Она выбралась из машины и, виляя попой, отправилась в кафе. Заведение оказалось малюсеньким, с пятком кукольных столиков, тесно прижавшихся друг к другу. «Ивану сюда путь заказан, — мимоходом подумала Лайма, дефилируя через зал. — Он тут все снесет». За стойкой перетирал посуду угрюмый бармен. На вновь прибывшую дамочку он посмотрел неприязненно и от своего занятия не оторвался.
Лайма подошла к барной стойке, тут же, на месте, заказала чашку кофе и попыталась завести с барменом доверительный разговор, но он подвигал квадратной нижней челюстью и заявил, что про своих посетителей ничего не знает, за ними не наблюдает и вспомнить про человека, который просил разрешения позвонить, ничего не может.

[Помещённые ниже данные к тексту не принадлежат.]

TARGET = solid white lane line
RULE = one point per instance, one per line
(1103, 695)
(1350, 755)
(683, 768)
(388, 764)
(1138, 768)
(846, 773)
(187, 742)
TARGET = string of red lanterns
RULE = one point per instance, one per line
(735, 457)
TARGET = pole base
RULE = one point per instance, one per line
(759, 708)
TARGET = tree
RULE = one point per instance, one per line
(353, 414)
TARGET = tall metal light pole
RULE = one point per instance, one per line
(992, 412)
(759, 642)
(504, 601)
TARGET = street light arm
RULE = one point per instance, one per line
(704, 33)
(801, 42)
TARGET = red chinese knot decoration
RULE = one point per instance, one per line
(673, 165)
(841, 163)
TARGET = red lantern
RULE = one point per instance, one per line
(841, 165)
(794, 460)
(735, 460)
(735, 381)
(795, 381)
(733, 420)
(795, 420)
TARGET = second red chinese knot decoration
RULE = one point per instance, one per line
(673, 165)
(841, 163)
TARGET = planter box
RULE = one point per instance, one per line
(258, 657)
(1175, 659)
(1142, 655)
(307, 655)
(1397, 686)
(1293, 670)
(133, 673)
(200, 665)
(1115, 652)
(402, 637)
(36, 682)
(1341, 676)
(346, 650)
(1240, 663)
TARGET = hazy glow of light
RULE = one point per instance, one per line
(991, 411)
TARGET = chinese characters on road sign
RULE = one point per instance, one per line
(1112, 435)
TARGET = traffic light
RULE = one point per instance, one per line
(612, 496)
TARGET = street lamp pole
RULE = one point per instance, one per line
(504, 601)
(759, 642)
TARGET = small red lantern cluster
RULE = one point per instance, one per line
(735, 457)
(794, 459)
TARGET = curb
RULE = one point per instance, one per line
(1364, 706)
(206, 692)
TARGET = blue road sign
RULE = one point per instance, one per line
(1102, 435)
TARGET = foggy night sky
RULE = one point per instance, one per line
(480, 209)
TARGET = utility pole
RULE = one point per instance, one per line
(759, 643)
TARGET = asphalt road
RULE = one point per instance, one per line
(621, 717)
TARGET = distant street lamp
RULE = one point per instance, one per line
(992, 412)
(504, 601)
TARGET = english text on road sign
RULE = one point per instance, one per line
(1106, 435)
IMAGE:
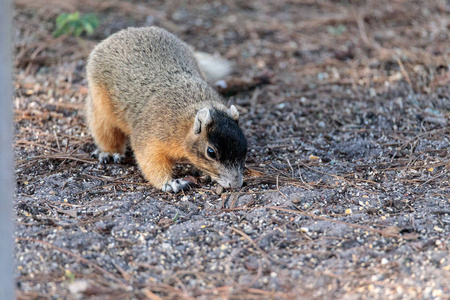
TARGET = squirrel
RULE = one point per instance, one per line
(145, 86)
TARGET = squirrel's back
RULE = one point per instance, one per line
(141, 65)
(145, 85)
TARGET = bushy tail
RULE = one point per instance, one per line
(213, 67)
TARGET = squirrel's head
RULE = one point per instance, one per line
(218, 146)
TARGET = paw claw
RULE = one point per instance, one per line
(118, 158)
(106, 157)
(176, 185)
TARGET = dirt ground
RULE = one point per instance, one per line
(345, 105)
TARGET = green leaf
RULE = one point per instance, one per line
(75, 24)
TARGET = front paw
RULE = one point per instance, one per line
(176, 185)
(106, 157)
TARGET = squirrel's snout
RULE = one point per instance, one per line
(234, 181)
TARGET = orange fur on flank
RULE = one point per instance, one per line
(109, 131)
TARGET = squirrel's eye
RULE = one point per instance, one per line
(211, 153)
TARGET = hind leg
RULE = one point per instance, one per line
(108, 130)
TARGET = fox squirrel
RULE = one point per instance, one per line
(145, 85)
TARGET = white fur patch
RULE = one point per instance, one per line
(213, 67)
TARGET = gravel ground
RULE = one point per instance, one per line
(346, 192)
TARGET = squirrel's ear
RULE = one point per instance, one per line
(233, 113)
(202, 119)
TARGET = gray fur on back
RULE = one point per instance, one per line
(150, 70)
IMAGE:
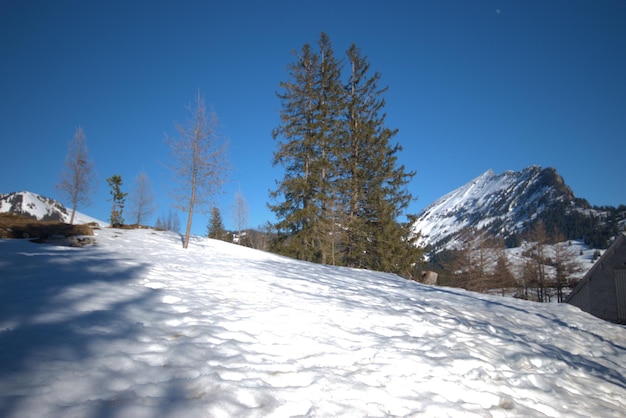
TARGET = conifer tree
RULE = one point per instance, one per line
(216, 229)
(117, 198)
(343, 190)
(374, 186)
(309, 122)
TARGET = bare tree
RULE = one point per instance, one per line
(78, 177)
(239, 213)
(198, 161)
(141, 199)
(169, 222)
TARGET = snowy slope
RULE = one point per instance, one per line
(135, 326)
(502, 202)
(41, 208)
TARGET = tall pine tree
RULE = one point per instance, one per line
(309, 123)
(343, 191)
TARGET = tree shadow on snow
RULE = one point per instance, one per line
(57, 305)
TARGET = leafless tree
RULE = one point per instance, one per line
(78, 177)
(169, 222)
(239, 213)
(198, 161)
(141, 199)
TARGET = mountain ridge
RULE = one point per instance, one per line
(509, 203)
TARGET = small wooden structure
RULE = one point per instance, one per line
(602, 292)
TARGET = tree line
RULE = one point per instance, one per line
(542, 271)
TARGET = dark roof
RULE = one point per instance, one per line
(606, 254)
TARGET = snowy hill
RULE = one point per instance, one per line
(135, 326)
(506, 204)
(40, 208)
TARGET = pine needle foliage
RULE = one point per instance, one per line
(343, 189)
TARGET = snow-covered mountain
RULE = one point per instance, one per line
(136, 326)
(40, 208)
(504, 204)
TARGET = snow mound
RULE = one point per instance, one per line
(41, 208)
(137, 326)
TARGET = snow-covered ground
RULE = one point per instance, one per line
(136, 326)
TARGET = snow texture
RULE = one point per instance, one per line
(41, 208)
(135, 326)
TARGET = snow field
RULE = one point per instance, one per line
(137, 326)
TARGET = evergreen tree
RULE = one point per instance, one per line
(373, 185)
(309, 120)
(117, 198)
(216, 228)
(342, 191)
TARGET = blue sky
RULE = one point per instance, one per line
(473, 85)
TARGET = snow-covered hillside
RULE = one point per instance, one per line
(135, 326)
(41, 208)
(502, 202)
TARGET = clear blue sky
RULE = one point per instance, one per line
(473, 85)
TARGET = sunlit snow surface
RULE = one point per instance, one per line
(138, 327)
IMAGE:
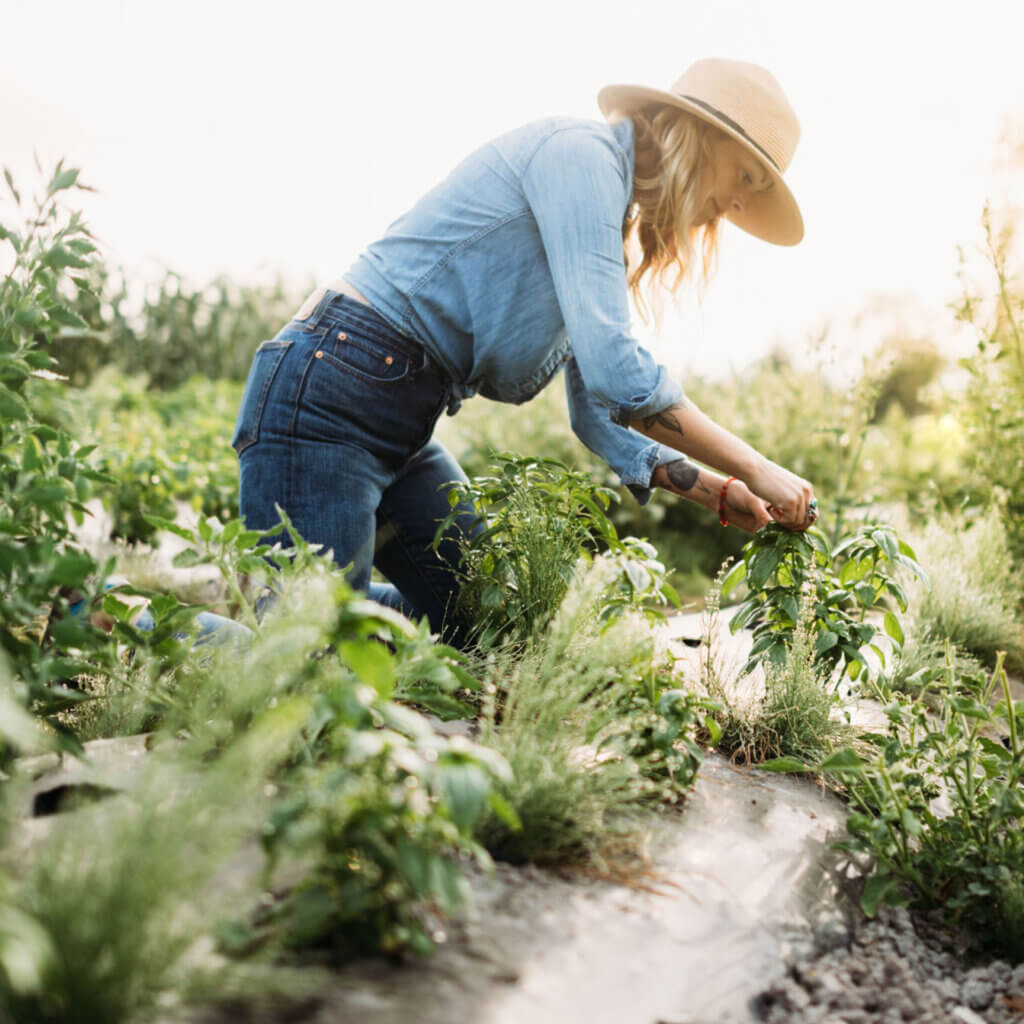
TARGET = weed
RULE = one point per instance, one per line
(537, 519)
(563, 733)
(940, 805)
(778, 564)
(797, 717)
(974, 588)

Лайма достала зеленую сотню, но бармен на нее даже не посмотрел. Тогда она присовокупила к бумажке еще две такие же. Бармен демонстративно отвернулся. Она попыталась сунуться к официантке, но он шикнул, и бедная девица шарахнулась в сторону. Тогда Лайма взяла свой кофе, перебралась за столик и позвонила Корнееву, прошептав:
— Ничего не выходит.
— Ничего не выходит, — вслух повторил тот расстроенным тоном и стукнул телефоном по ладони.
— Придется дождаться конца смены, — немедленно отреагировал Медведь, — и потрясти этого типа как следует. Ноу проблем. Только времени жалко.
— То есть вы хотите сказать, — встрял Кудесников, сняв кота с коленок и уложив на место Лаймы, — что ваша цыпочка в нулях.
— Но-но! — обернулся к нему Медведь. — Кто это тебе цыпочка?
— Ладно-ладно, — примирительно махнул рукой тот. — Не цыпочка, а командир. У нее ничего не вышло… А дайте я попробую?
Корнеев пожал плечами, и Арсений поспешно распахнул дверцу. Почти до самого входа в кафе он бежал бегом, но потом вдруг походка его резко изменилась. Движения стали томными, растянутыми, голова откинулась назад, а руки разлетелись в стороны, словно крылья птицы. Виляя попой не хуже Лаймы, сыщик вошел в кафе, кашлянул и стрельнул глазками, вызвав неподдельный интерес бармена.